After drawing crowds and protests at Lincoln Cathedral, production on the film version of The Da Vinci Code moved to Scotland's Rosslyn Chapel this week.

The chapel, a key location in the Dan Brown novel - whose account of a big cover-up in the Christian tradition has attracted millions of fans and fierce protests from believers - has been closed for a week to allow filming on the premises. Yesterday, numerous fans were attempting to break the security fences to catch a glimpse of stars Tom Hanks and Audrey Tautou, who play Harvard professor Robert Langdon and sidekick Sophie Neveu.

Da Vinci Code fans Alison Hughes, 60, and her husband Robert, 62, who had come all the way from New Zealand to visit the chapel, near Edinburgh, were annoyed at being refused entry. "We told the police we had come specially from New Zealand, but it didn't make any difference," Mrs Hughes told The Scotsman newspaper. "We will just have to live with it, but it's a pain."
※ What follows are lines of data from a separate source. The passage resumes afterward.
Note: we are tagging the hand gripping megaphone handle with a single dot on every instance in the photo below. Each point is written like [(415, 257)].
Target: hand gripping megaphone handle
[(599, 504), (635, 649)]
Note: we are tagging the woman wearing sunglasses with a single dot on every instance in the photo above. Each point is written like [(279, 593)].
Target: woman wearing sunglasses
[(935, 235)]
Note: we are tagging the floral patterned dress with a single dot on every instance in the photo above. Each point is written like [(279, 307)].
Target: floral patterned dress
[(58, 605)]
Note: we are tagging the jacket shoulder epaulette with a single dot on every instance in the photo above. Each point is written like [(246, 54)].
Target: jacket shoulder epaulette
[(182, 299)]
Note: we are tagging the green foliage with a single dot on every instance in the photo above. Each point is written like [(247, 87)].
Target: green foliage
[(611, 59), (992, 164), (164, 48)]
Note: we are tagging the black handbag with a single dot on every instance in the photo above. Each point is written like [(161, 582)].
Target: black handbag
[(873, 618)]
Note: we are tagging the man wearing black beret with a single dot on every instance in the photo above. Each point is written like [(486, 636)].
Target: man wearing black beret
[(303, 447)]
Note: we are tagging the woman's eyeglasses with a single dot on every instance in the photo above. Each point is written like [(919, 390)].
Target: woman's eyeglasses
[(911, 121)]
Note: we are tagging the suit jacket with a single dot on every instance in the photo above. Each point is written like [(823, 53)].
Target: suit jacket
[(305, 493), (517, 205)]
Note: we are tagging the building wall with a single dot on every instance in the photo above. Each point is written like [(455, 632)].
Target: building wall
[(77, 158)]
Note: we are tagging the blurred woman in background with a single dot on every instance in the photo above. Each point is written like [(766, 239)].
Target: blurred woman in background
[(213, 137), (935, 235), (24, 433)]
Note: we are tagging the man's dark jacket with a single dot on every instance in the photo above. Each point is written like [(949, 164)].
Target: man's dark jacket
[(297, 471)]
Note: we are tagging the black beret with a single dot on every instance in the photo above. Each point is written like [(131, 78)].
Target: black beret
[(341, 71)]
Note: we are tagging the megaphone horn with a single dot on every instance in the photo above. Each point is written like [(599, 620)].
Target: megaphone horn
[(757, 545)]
Another fan, nursing student Kirsty Smith, 21, tried to get close to the film set, only to be turned away. ""I know all the secret routes round the glen leading to the chapel," she said. "I went down the back way and got down to a footpath near the chapel this morning, but all I could see were wooden fences that had been put up round the chapel.
"All I wanted was to see Tom Hanks. He is such a big, big star. Everyone in the world has heard of him and he's here. A security guard asked me what I wanted then told me to move."